Psychotherapy & Counselling

Therapists Profiles

Daniela Schoeller

Dip. Couns., Dip. Psych., MA (Psych). UKCP Psychosynthesis Psychotherapist.

I studied Modern History, Social Anthropology and Sociology at German & Swiss universities before I settled in London in 1998.

Since graduation as a counsellor and psychotherapist I have been working full-time as a Psychosynthesis psychotherapist at the Limbus Physiotherapy and Psychotherapy practice, Chelsea Harbour, London.

Of particular interest, due to my professional involvement with the integrative approach at Limbus physiotherapy and the NOI (Neuro Orthopaedic Institute), has been the deep relationship between Mind and Body, exploring pain and suffering on all levels. My work helps clients to move towards a deeper understanding and experience of how mind, feelings and body interact and affect each other. This opens up the realm of real influence for the individual to impact directly on his overall wellbeing. Growing awareness allows for more choice, to respond more constructively to the experience, thus ‘empowering’ the person, who before might have felt very much ‘out of control’ and helpless with the pain and subsequent suffering.

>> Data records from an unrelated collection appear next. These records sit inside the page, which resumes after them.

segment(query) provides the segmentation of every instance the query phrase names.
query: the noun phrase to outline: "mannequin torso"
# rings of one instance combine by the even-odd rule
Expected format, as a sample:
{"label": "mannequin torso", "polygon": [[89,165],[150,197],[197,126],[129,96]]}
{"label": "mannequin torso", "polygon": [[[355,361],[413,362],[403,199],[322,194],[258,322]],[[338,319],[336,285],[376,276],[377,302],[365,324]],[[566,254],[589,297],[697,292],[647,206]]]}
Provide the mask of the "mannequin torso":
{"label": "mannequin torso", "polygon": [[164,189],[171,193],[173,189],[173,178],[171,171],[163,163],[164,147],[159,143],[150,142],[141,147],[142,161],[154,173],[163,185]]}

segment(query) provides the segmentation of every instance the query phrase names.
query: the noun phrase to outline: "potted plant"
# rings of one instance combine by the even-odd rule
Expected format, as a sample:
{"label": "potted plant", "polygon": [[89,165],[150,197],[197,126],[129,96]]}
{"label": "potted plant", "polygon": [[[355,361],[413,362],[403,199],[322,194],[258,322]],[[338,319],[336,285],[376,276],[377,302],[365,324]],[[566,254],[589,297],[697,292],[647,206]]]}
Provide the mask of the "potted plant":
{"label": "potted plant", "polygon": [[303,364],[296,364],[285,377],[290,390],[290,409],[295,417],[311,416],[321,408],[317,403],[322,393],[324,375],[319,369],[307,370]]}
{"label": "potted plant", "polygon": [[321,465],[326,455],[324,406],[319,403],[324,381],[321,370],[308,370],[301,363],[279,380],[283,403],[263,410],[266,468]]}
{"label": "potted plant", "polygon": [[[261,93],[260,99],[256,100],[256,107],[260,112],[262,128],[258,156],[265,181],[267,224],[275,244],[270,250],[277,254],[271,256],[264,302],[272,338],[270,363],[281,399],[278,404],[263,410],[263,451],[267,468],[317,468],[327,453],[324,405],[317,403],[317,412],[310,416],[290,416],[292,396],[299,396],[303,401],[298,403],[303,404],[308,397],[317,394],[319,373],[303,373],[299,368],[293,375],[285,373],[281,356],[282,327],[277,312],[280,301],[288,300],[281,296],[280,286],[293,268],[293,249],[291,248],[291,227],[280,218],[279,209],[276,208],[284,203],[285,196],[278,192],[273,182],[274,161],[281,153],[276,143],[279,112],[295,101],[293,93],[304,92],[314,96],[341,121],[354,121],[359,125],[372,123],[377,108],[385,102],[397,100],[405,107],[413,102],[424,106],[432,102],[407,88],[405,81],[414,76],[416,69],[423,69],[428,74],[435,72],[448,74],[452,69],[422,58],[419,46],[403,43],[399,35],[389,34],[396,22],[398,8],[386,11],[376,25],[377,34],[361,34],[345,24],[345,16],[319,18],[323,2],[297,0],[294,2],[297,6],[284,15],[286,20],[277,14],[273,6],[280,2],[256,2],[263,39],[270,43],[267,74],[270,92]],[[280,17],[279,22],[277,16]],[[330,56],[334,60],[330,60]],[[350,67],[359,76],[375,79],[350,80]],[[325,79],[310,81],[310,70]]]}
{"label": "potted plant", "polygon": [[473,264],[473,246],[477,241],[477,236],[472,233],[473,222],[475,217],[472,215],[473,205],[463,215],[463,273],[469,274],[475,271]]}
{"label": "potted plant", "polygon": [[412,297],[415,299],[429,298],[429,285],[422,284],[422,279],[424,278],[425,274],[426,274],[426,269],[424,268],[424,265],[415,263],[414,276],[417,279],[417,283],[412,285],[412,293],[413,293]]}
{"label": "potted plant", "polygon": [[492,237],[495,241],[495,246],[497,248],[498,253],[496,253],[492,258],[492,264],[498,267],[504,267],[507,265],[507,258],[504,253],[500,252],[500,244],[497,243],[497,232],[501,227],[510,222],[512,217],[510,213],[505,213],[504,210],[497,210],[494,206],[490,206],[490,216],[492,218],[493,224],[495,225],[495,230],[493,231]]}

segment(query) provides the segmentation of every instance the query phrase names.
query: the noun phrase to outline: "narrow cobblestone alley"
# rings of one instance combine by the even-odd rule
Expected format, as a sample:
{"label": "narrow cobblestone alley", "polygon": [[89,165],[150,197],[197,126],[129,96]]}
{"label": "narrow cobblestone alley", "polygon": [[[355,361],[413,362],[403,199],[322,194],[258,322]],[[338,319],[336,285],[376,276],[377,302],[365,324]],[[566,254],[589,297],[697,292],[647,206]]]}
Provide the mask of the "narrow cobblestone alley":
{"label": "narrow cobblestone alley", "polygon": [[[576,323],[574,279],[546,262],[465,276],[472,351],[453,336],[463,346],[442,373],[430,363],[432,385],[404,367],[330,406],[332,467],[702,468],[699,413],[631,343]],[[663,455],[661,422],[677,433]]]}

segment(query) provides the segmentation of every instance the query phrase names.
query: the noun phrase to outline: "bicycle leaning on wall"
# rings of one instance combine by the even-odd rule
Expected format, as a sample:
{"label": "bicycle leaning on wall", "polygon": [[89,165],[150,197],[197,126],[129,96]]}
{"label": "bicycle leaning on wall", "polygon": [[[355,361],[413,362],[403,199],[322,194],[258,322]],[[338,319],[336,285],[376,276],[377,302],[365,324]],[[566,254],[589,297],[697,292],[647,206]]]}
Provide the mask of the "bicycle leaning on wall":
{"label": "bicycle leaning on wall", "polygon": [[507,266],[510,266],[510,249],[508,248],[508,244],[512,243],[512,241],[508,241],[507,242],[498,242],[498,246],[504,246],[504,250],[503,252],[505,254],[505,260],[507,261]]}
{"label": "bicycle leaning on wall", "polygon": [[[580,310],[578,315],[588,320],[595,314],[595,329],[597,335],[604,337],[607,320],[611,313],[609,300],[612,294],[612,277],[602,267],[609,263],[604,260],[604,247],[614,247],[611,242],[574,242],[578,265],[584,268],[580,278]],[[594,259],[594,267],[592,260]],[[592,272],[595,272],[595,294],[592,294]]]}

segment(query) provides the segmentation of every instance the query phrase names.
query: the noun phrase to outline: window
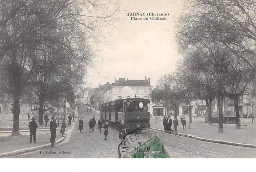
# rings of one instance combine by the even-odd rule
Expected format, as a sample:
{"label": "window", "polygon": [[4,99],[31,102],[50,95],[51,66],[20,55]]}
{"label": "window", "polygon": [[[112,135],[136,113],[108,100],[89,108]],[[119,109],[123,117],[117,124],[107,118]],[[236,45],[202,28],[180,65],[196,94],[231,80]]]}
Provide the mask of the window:
{"label": "window", "polygon": [[136,92],[138,93],[139,92],[139,88],[136,88]]}
{"label": "window", "polygon": [[188,108],[183,108],[183,114],[188,114]]}

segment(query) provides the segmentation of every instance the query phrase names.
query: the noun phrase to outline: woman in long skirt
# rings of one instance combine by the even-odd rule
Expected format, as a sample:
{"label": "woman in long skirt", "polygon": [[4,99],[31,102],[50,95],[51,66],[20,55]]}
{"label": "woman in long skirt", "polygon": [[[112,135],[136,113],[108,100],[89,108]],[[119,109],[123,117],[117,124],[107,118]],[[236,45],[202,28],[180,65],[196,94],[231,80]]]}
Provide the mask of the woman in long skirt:
{"label": "woman in long skirt", "polygon": [[101,119],[101,117],[100,117],[100,120],[98,121],[98,125],[99,125],[100,133],[101,133],[101,129],[102,128],[102,120]]}
{"label": "woman in long skirt", "polygon": [[104,125],[103,128],[105,129],[105,131],[104,131],[105,140],[107,140],[107,136],[108,134],[108,122],[106,122],[106,123],[105,123],[105,125]]}
{"label": "woman in long skirt", "polygon": [[62,137],[64,137],[64,135],[65,135],[65,129],[66,127],[66,125],[65,123],[65,119],[63,119],[61,125],[61,128],[60,129],[60,133],[62,134]]}
{"label": "woman in long skirt", "polygon": [[78,123],[79,123],[78,130],[80,130],[80,133],[82,133],[84,129],[84,121],[83,121],[82,117],[81,117],[81,119],[79,120]]}
{"label": "woman in long skirt", "polygon": [[119,130],[119,139],[121,139],[122,144],[122,141],[123,140],[124,137],[125,137],[125,127],[124,124],[124,120],[121,121],[121,124],[118,125],[118,129]]}

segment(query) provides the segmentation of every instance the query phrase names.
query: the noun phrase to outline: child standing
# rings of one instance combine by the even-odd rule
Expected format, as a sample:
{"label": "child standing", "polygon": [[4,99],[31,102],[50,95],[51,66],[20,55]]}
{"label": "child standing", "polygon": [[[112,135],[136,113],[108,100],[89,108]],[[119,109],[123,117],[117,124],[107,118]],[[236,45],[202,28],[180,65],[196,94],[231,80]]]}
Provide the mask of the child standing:
{"label": "child standing", "polygon": [[60,129],[60,133],[62,134],[62,137],[64,137],[64,135],[65,135],[65,129],[66,129],[66,127],[65,119],[63,119],[61,125],[61,128]]}
{"label": "child standing", "polygon": [[90,128],[90,132],[92,133],[92,127],[93,127],[93,124],[92,123],[92,118],[90,119],[90,121],[88,123],[88,125],[89,125],[89,127]]}
{"label": "child standing", "polygon": [[104,125],[104,127],[103,127],[103,128],[105,129],[105,131],[104,131],[104,135],[105,136],[105,140],[107,140],[107,136],[108,134],[108,122],[106,122],[105,123],[105,125]]}
{"label": "child standing", "polygon": [[183,125],[183,130],[184,130],[184,127],[185,127],[185,130],[186,130],[186,124],[187,123],[186,121],[186,118],[185,118],[185,117],[183,118],[183,119],[182,119],[182,125]]}

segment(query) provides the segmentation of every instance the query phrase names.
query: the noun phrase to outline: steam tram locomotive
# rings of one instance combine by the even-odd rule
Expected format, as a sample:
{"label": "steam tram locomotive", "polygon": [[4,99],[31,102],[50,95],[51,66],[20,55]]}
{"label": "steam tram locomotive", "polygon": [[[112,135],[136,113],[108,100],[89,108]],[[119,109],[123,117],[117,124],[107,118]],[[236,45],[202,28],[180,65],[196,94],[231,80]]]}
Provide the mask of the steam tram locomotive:
{"label": "steam tram locomotive", "polygon": [[119,99],[101,105],[100,116],[105,123],[117,127],[123,120],[127,132],[150,128],[148,99],[134,98]]}

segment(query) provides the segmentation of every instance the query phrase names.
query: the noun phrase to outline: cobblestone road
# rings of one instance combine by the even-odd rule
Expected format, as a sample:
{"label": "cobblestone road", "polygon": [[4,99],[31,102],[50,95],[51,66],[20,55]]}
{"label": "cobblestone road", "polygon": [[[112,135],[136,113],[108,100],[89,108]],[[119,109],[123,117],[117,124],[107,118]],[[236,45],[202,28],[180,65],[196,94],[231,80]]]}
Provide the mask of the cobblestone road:
{"label": "cobblestone road", "polygon": [[[98,127],[96,127],[95,131],[93,133],[89,133],[88,119],[93,115],[95,115],[98,121],[99,115],[96,112],[83,113],[84,123],[83,133],[79,132],[77,122],[72,129],[69,130],[67,138],[60,145],[53,148],[47,148],[16,157],[118,158],[118,147],[120,140],[118,138],[118,130],[110,127],[107,141],[104,140],[103,134],[99,133]],[[140,140],[144,141],[155,133],[173,158],[256,157],[256,149],[208,143],[154,131],[144,131],[140,133]],[[121,147],[121,152],[124,150],[123,148],[123,146]],[[125,153],[121,154],[123,156]]]}

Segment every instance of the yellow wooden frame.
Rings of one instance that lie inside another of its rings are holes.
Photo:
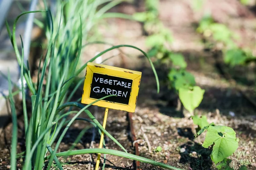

Another area of particular clinical interest for me is ‘the realm of the existential’: the longing and searching for purpose, meaning and values in life; the questions around our essential identity, the striving to live life based on one’s deepest-held values and our regular failure to do so. Often the confrontation with impermanence, change and endings (separations, illness, aging, loss and death) bring about such questions, which tend to cause grief and confusion, however these can also lead to tremendous psychological growth.

I aim to guide my clients through times of transition using my clinical skills and understanding with compassion and empathy, which allows individuals to experience and understand their feelings authentically, however unbearable or unacceptable they might seem. This approach helps clients to stay present, aware and mindful of themselves and their experience of life, thus avoiding an emotional and psychological ‘shut down’, which could lead to persistent depression and possibly serious physical manifestation of their internalised, suppressed suffering.